Harak said people who are behind on their bills have had protections for the past year from public health orders that forbid utility shut-offs. There’s also a seasonal moratorium in Massachusetts on disconnecting services for failure to pay.
“But at some point the utilities are going to have to start collecting on those bills and if they don’t get paid they’re going have to turn people off,” Harak said.
Industry groups say energy costs are being driven up largely by the Russian invasion of Ukraine, which caused rippling effects on oil markets across the world.
“The Ukraine crisis has driven the prices to unprecedented levels,” said Michael Ferrante, president of the Massachusetts Energy Marketers Association.
He said prices for natural gas, oil and diesel fuel were rising even before Russia’s invasion, driven by increased demand as more people returned to work.
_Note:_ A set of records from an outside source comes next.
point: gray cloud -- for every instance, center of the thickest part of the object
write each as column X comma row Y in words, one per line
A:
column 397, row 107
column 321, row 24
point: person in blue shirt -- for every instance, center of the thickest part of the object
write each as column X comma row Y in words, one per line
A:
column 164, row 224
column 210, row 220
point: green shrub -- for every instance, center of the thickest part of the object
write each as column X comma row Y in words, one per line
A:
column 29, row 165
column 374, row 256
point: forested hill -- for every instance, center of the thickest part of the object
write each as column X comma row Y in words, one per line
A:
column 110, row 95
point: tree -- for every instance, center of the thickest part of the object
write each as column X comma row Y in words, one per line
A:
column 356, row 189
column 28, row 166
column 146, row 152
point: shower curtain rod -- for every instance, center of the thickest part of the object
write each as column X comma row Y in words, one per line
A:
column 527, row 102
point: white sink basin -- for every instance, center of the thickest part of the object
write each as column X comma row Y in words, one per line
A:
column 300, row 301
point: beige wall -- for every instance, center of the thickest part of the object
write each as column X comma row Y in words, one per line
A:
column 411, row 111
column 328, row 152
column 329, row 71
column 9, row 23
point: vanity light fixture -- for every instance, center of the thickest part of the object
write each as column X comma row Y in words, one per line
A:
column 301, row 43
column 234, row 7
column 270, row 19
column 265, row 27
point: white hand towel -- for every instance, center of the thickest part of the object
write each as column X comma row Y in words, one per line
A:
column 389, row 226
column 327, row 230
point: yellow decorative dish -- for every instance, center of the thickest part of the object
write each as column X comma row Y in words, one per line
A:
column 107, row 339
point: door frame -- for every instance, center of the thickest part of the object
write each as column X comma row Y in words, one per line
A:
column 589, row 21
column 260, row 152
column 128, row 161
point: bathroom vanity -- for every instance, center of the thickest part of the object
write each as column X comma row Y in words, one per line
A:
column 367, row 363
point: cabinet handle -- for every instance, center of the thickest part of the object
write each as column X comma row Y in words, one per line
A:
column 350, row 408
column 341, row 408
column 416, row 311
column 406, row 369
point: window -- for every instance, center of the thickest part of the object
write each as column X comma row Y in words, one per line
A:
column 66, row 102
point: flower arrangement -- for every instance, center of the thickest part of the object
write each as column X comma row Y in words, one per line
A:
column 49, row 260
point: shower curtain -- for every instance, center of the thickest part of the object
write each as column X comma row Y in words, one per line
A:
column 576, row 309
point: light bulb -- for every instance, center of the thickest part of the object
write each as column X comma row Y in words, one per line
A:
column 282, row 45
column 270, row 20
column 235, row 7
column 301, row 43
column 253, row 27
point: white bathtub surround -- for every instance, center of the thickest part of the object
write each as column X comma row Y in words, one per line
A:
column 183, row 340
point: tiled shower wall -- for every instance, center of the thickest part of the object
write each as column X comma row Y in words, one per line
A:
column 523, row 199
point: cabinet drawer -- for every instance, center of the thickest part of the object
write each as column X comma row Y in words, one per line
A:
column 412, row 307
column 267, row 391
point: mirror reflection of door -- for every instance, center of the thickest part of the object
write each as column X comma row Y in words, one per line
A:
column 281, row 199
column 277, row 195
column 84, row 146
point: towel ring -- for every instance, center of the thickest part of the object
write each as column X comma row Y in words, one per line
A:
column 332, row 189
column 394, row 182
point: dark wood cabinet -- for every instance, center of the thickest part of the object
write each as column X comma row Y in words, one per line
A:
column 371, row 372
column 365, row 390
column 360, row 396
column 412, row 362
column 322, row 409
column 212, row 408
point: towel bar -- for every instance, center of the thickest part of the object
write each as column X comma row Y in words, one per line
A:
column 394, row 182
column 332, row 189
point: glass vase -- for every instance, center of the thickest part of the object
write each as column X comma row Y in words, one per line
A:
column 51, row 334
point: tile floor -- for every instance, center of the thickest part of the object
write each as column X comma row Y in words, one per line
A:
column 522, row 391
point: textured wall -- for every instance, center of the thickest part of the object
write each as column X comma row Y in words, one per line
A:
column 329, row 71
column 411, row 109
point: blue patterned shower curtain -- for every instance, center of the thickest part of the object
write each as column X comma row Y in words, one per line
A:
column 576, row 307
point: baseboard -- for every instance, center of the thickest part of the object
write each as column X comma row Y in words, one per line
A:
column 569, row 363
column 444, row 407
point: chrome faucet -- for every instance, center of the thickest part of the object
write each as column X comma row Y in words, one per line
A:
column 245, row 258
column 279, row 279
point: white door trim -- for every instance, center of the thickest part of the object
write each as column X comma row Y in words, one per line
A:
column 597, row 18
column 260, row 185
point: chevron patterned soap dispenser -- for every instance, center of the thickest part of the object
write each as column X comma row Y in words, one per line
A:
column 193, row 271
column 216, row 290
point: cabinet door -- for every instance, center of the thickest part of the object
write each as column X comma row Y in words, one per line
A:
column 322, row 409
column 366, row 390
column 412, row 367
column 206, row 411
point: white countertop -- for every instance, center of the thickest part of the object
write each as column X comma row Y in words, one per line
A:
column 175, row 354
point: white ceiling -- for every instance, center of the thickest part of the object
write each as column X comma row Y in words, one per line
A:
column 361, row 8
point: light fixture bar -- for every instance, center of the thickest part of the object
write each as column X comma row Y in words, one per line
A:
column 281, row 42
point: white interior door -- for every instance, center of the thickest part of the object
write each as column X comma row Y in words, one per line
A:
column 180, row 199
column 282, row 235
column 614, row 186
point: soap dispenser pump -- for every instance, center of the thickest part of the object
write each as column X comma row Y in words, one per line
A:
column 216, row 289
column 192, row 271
But the conflict has created chaos in the global oil markets, and home heating oil dealers are seeing price fluctuations three or four times a day in some cases.
“When that happens, the suppliers immediately have to pass that cost onto the retailers who deliver fuel to peoples’ homes,” Ferrante said. “And of course that trickles down to consumers.”
He said retailers aren’t making more money off the rising home heating oil costs.
“They dislike the a higher prices as much as consumers do, but they have to pass them along,” he said.
Seeking more relief
Massachusetts is the third-largest consumer of home heating oil in the nation, with an estimated 700,000 homes using about 850 million gallons a year, according to industry figures.
On Beacon Hill, a supplemental spending bill recently approved by the House included $5 million in state surplus funding for fuel assistance programs.
Congressional lawmakers are pressuring the Biden administration to provide more federal fuel assistance money to states to offset the higher prices.
Biden pumped more than $3.37 billion into the federal Low-Income Home Energy Assistance Program this winter to help families struggling to pay utility bills, but members of Congress say more money is needed to offset the rising fuel costs.
In a letter to Health and Human Services Xavier Becerra, U.S. Rep. Katherine Clark, D-Melrose — who serves as assistant House speaker — led nearly 90 other lawmakers in calling on the administration to “take additional steps to reduce energy costs” including the release of more federal fuel assistance money.
“LIHEAP plays a critical role in offsetting burdensome heating and cooling costs that strain the budgets of financially vulnerable Americans,” the lawmakers wrote. “But as prices skyrocket because of Russia’s aggression in Europe, states will have to make tough choices about the number of people they serve and the amount of LIHEAP assistance they can provide to each household.”